Full Name: George Stanley Vere Went

Writer

Centurion, 1921–1956

born December 30, 1881
Knighton, Leicestershire, England
died August 12, 1956
London, England
elected June 4, 1921
Age thirty-nine
Member portrait of Stanley Went

Century Memorial

Stanley Went was born in England, and educated at Wyggeston Grammar School, Leicester, of which his father was the Headmaster. He taught Latin in this school for a short time, and then went as Exhibitioner to St. John’s College, Oxford. He graduated in 1905 (Second in Greats).

After a little while he came to America, and became man aging editor of Bellman in Minneapolis, and thence to New York as a free-lance editorial writer for the Evening Post and the Sun. When the First World War came along, he returned to England and was commissioned in the Leicestershire Regiment.

He came back to New York after the War, and resumed newspaper work, eventually joining one of the Rockefeller Research Organizations as Editorial Secretary. This involved travelling through the Far East to coordinate missionaries’ reports and find out what they were doing.

In 1934 he returned to England, and joined the editorial staff of Putnam & Co. Ltd., with special responsibility as the representative of G. P. Putnam’s Sons. He was a director of the London firm till his death.

He was elected to the Century in 1921, when he was forty years old, and he was one of a group of younger men who sat at the feet of Mr. Henry Holt. After the War, he came over only twice; but he had a good time on each sojourn, though he was busy with Philistine book-publishers—who were good company all the same.

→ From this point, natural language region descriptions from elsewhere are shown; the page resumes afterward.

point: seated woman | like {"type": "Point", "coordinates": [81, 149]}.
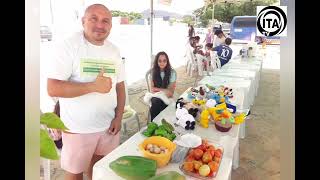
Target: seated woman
{"type": "Point", "coordinates": [197, 47]}
{"type": "Point", "coordinates": [163, 79]}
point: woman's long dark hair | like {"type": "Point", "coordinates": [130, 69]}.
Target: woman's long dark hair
{"type": "Point", "coordinates": [157, 81]}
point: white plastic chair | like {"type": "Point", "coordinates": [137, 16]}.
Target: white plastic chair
{"type": "Point", "coordinates": [148, 80]}
{"type": "Point", "coordinates": [192, 64]}
{"type": "Point", "coordinates": [133, 116]}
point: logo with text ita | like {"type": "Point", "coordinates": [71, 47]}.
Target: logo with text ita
{"type": "Point", "coordinates": [272, 20]}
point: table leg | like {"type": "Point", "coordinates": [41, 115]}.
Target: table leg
{"type": "Point", "coordinates": [236, 156]}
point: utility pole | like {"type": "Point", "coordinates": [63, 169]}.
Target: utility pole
{"type": "Point", "coordinates": [213, 1]}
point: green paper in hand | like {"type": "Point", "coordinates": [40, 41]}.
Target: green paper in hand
{"type": "Point", "coordinates": [47, 146]}
{"type": "Point", "coordinates": [231, 119]}
{"type": "Point", "coordinates": [52, 121]}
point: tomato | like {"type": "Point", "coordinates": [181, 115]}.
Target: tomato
{"type": "Point", "coordinates": [204, 170]}
{"type": "Point", "coordinates": [211, 147]}
{"type": "Point", "coordinates": [211, 151]}
{"type": "Point", "coordinates": [197, 153]}
{"type": "Point", "coordinates": [202, 147]}
{"type": "Point", "coordinates": [217, 159]}
{"type": "Point", "coordinates": [191, 152]}
{"type": "Point", "coordinates": [218, 152]}
{"type": "Point", "coordinates": [197, 164]}
{"type": "Point", "coordinates": [188, 166]}
{"type": "Point", "coordinates": [190, 158]}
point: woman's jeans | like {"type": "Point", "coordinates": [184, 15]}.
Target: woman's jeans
{"type": "Point", "coordinates": [157, 106]}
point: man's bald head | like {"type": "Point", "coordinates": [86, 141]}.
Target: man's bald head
{"type": "Point", "coordinates": [97, 23]}
{"type": "Point", "coordinates": [95, 6]}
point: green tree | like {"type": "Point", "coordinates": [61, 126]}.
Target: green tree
{"type": "Point", "coordinates": [133, 16]}
{"type": "Point", "coordinates": [188, 19]}
{"type": "Point", "coordinates": [226, 11]}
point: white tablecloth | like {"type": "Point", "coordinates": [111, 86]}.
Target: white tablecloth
{"type": "Point", "coordinates": [229, 141]}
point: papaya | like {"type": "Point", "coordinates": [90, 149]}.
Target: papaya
{"type": "Point", "coordinates": [168, 175]}
{"type": "Point", "coordinates": [134, 167]}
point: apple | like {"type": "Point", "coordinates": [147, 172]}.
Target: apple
{"type": "Point", "coordinates": [218, 152]}
{"type": "Point", "coordinates": [197, 164]}
{"type": "Point", "coordinates": [197, 153]}
{"type": "Point", "coordinates": [213, 166]}
{"type": "Point", "coordinates": [211, 151]}
{"type": "Point", "coordinates": [204, 170]}
{"type": "Point", "coordinates": [206, 157]}
{"type": "Point", "coordinates": [188, 166]}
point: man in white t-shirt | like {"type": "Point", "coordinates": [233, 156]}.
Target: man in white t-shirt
{"type": "Point", "coordinates": [219, 38]}
{"type": "Point", "coordinates": [87, 75]}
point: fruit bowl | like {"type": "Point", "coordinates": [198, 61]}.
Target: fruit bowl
{"type": "Point", "coordinates": [201, 165]}
{"type": "Point", "coordinates": [162, 159]}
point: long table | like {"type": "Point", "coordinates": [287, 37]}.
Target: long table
{"type": "Point", "coordinates": [229, 141]}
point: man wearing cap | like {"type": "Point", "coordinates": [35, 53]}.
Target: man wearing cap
{"type": "Point", "coordinates": [219, 38]}
{"type": "Point", "coordinates": [224, 52]}
{"type": "Point", "coordinates": [87, 75]}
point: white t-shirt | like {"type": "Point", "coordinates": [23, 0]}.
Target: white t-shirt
{"type": "Point", "coordinates": [91, 112]}
{"type": "Point", "coordinates": [218, 41]}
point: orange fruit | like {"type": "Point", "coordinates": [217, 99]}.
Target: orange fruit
{"type": "Point", "coordinates": [188, 166]}
{"type": "Point", "coordinates": [213, 166]}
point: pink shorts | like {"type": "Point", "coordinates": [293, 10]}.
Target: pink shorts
{"type": "Point", "coordinates": [78, 149]}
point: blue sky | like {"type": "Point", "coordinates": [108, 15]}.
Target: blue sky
{"type": "Point", "coordinates": [178, 6]}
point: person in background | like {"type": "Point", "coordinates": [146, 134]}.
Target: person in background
{"type": "Point", "coordinates": [163, 79]}
{"type": "Point", "coordinates": [219, 38]}
{"type": "Point", "coordinates": [191, 32]}
{"type": "Point", "coordinates": [209, 37]}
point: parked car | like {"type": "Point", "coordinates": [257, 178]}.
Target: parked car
{"type": "Point", "coordinates": [226, 28]}
{"type": "Point", "coordinates": [45, 33]}
{"type": "Point", "coordinates": [244, 28]}
{"type": "Point", "coordinates": [216, 27]}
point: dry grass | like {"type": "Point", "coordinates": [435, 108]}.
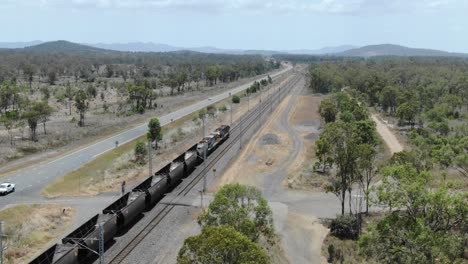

In London he inhabited the Devonshire Club, whose famous port trapped many an unsuspecting publisher from overseas. When he could get away, he played golf—very good golf, too. He had a genius for making friends; and visitors from Putnam’s to London always looked him up with lively anticipations that were never disappointed. He was very popular, not only with the people he worked with but in the whole book business; and he was good at his task, and happy doing it.